A four-month deal was agreed three months ago, described at the time as a 'landmark agreement' to help the hospital during the coronavirus pandemic.
That will end in August because of the reduced rate of infection and so GPs get back to restoring previous services as soon as possible.
"The Primary Care Body has been working closely with the Health and Community Services (HCS) department over the past few months to safeguard Islanders from the COVID-19 outbreak. Now that the risk of infection has reduced, it is time to restore previous services to our patients as soon as possible.
"We are in discussion with HCS to look at ways patients can be supported coming out of lockdown, and what provision should be made should a second wave occur. We are also looking at the positives that have come from the necessary changes to see which of these may be utilised to improve patient care. Please rest assured all the GPs in Jersey wish to continue with the highly valued personal service to patients." - Dr. James Mair, Primary Care Body.

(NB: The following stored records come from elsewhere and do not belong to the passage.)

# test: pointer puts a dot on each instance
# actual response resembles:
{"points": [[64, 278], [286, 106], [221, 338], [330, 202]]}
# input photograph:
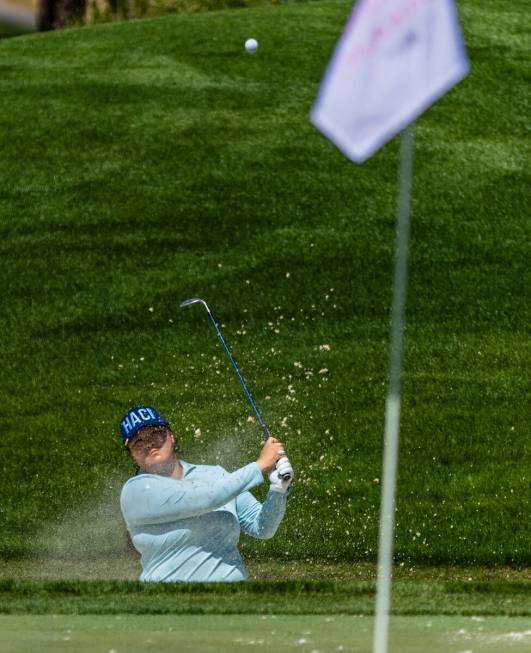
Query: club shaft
{"points": [[240, 377]]}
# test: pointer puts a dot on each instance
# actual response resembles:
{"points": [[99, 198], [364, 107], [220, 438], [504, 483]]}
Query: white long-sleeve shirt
{"points": [[188, 529]]}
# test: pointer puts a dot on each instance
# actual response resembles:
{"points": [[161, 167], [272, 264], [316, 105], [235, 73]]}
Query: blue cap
{"points": [[138, 417]]}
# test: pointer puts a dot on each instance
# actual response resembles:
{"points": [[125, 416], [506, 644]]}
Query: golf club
{"points": [[197, 300]]}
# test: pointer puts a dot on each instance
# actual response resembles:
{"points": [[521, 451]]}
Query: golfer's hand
{"points": [[281, 476], [272, 450]]}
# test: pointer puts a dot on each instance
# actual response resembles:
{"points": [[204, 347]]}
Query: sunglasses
{"points": [[153, 439]]}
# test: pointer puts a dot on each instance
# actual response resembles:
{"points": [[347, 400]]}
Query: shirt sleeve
{"points": [[261, 520], [152, 499]]}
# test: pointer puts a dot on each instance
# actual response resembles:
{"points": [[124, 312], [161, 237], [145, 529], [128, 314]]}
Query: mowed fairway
{"points": [[223, 634]]}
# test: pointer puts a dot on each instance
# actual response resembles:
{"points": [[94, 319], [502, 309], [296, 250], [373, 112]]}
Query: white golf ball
{"points": [[251, 45]]}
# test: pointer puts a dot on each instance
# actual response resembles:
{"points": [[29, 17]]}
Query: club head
{"points": [[194, 300]]}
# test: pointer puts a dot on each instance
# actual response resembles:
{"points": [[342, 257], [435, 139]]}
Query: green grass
{"points": [[410, 597], [218, 634], [145, 162]]}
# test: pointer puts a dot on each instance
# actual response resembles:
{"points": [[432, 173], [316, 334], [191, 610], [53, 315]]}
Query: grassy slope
{"points": [[276, 597], [146, 162]]}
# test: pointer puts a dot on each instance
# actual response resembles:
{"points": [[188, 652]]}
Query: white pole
{"points": [[392, 406]]}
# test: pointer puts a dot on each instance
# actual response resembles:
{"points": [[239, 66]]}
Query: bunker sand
{"points": [[221, 634]]}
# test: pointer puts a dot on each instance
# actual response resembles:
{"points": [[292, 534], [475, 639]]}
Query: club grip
{"points": [[289, 474]]}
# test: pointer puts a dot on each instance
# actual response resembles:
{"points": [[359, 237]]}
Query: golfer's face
{"points": [[152, 445]]}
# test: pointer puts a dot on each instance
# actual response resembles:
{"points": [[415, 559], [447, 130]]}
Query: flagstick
{"points": [[392, 407]]}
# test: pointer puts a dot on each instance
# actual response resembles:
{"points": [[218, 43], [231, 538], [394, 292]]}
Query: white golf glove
{"points": [[282, 468]]}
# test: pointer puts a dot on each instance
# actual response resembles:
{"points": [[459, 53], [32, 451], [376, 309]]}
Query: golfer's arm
{"points": [[261, 520], [150, 499]]}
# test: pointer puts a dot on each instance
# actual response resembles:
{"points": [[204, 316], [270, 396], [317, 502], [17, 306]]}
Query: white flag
{"points": [[394, 59]]}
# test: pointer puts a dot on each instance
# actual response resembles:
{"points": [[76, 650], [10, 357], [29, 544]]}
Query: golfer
{"points": [[185, 520]]}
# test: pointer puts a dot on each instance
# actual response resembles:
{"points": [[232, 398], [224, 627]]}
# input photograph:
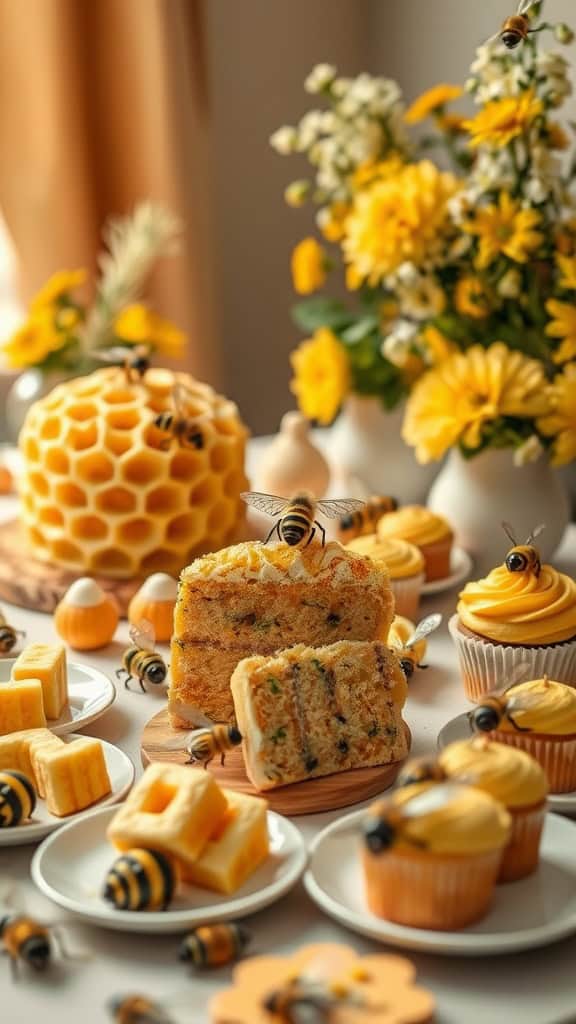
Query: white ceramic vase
{"points": [[477, 495], [366, 443]]}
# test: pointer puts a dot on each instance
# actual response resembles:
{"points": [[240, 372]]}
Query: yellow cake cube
{"points": [[22, 706], [46, 663], [172, 808], [236, 850], [74, 775]]}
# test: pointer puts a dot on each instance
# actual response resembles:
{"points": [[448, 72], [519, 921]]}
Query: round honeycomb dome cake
{"points": [[103, 492]]}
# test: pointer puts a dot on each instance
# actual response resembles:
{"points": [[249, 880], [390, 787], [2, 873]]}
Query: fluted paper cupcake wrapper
{"points": [[430, 891], [486, 667]]}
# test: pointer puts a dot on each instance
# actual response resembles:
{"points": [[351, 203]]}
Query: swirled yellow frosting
{"points": [[520, 607], [453, 819], [541, 706], [506, 773], [414, 523], [401, 558]]}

The Primary Care Body and Health Minister have also hit out at the 'Friends of our new hospital' group who, in an advert set out in the Jersey Evening Post, claimed that the agreement meant GPs and their practices were 'effectively nationalised by the government'.
The campaign group also said it understood Jersey's GPs were asked by the Health Department to relinquish their private practices to become full-time government employees 'to effectively impose the UK's NHS model on Jersey'.
Those claims have been quashed.
"The recent advertisement by the ‘Friends of our new Hospital’ suggesting that the Jersey Care Model was being introduced by stealth was not factually correct. Furthermore, Doctor Minihane would like to personally distance himself from the comments made within the advertisement and articles, which were attributed to him erroneously. We are aware this has caused anxiety to some patients and wish to reassure them. - Primary Care Body.
"I agree with the Primary Care Body’s concerns regarding the advertisement from the Friends of our new Hospital. It was inaccurate and misleading. We have developed a close and collaborative working relationship with the Island’s GPs during the time of the COVID-19 emergency and we are grateful to them for their approach to joint working.
"I have personally been contacted by many Islanders on this subject and am pleased to confirm that we are in constructive talks with the GPs with the aim of improving healthcare for Islanders. The value of the personal relationship between GPs and patients is clear for all to see and we have no wish to make changes to that." - Deputy Richard Renouf, Health Minister.